Allahabad High Court

Bhola Nath Yadav vs State Of U.P. And Others on 28 October, 1999

Equivalent citations: 2000(1)AWC513

Author: D.R. Chaudhary

Bench: D.R. Chaudhary

JUDGMENT

S.H.A. Raza and D.R. Chaudhary, JJ.

1. The present writ petitions have been filed by one Bhola Nath Yadav and other by Prabhat Kumar Mukherji who were working as District Government Counsel (Crl.) and Addl. District Government Counsel (Crl.) in the district of Sonbhadra. Being aggrieved against the order of non-renewal of their postings on the designation which they had held, they knocked the door of this Court.

2. Bhoia Nath Yadav was initially appointed on the post of A.D.C.C. (Crl.) Sonbhadra on 26.2.1991 and worked as such till 1995. as his term was renewed from time to time.
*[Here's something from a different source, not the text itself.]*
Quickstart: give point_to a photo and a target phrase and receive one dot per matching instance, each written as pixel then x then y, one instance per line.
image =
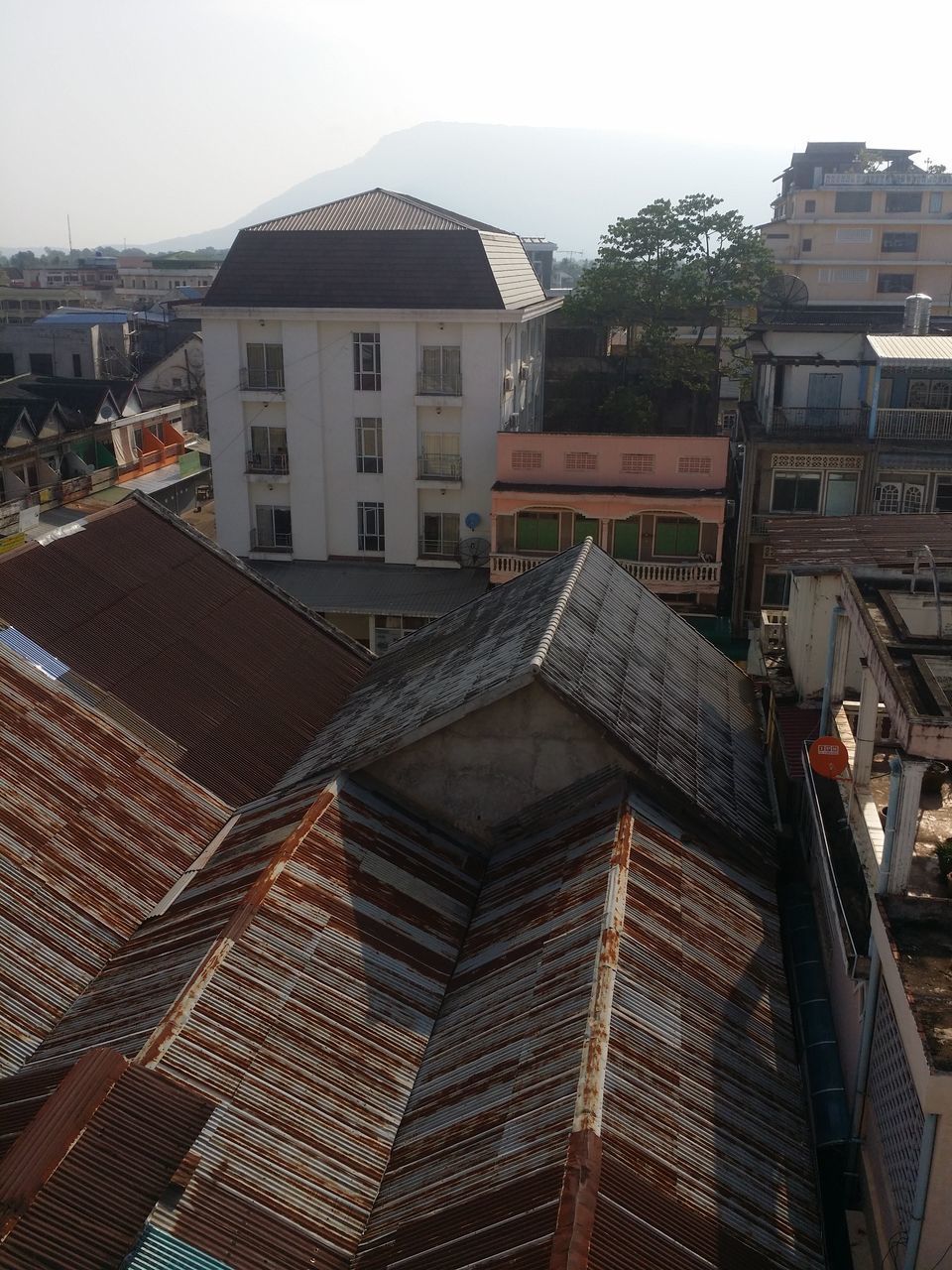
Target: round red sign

In the year 1995, the post of D.G.C. (Criminal) fell vacant. in pursuance of which he applied for his appointment and he was selected and appointed by the State Government as D.G.C. (Criminal) Sonbhadra on 16.12.1995. On a recommendation being made by the District Judge and the District Magistrate, his term as D.G.C. (Criminal) was renewed by the State Government on 24.6.97. When the process for renewal of the term of the petitioner was again started in the year 1998, the District Judge as well as the District Magistrate recommended the case of the petitioner for renewal by separate papers dated 25.5.98 and 6.2.98 respectively. But his term was not renewed by the State Government. Sri Prabhat Kumar Mukherji was selected and appointed on the post of A.D.G.C. (Criminal) Sonbhadra on 16.12.1995. On 24.6.1997 his term was renewed. Again on 25.5.98 the District Judge recommended the renewal of the term of Sri Prabhat Kumar Mukherji. On 6.6.98 the District Magistrate also recommended the name of Sri Prabhat Kumar Mukherji for renewal. But on 30.4.99 the State Government has refused to renew the term of Sri Prabhat Kumar Mukherji and ordered him to be relieved from the said post.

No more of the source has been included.